Portanto, na esteira do que vem ocorrendo em vários lugares do mundo e é objeto de profundas pesquisas aqui no Brasil, proponho um diálogo institucional (por exemplo, essa questão assume relevância em países como Nova Zelândia, Canadá, em que a “divisão de poderes” assume novas perspectivas, para além da judicialização). Não são instituições adversárias, são stakeholders.

 

Em suma, faço essas reflexões com toda a lhaneza. A Defensoria é instituição importantíssima. O Ministério Público também. Despiciendo dizer isso. Mas está na hora de discutirmos atribuições e competências, para que a população (necessitados e não necessitados) não tenha que pagar muita gente para fazer a mesma coisa. Por isso, o judiciário julga, o MP... bem, assim por diante.

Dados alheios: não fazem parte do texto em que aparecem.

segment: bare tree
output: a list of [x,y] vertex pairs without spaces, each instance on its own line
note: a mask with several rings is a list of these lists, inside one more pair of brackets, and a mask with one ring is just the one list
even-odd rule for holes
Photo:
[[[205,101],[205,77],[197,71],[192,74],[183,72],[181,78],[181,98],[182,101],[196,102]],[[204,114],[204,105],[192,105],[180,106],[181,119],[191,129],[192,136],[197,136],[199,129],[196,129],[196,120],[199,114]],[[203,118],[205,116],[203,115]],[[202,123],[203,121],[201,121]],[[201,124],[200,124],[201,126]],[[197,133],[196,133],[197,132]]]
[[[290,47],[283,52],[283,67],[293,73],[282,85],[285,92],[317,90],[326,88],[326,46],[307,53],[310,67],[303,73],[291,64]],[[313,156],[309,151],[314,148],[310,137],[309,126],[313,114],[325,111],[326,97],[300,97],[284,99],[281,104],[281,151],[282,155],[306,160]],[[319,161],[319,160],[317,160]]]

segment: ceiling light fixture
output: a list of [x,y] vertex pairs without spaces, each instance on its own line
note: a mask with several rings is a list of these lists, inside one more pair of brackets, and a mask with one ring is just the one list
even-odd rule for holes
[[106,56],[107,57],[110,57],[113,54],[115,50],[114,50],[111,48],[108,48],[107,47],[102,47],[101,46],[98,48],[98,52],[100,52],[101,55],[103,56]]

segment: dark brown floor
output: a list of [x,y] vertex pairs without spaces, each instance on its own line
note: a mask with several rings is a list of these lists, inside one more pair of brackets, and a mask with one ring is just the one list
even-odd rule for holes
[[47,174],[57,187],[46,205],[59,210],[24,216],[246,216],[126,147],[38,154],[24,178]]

Já deveríamos saber o resto da frase. Mas parece que ainda não sabemos.

 

Numa palavra: essa discussão ocorre em um espaço no qual o sentido não pode ficar encoberto. Não há grau zero de sentido. Ou é, ou não é. Contra o niilismo de que “fatos não há, só há interpretações”, ouso dizer que “só há interpretações porque há fatos”. Portanto, estes “não são qualquer coisa”.

 

De outra banda, não basta simplesmente querer fazer o bem. Sempre é bom lembrar: “Querer o bem com demais força, de incerto jeito, pode já estar sendo se querendo o mal por principiar...” Bem, esse Guimarães Rosa sabia um pouco das coisas!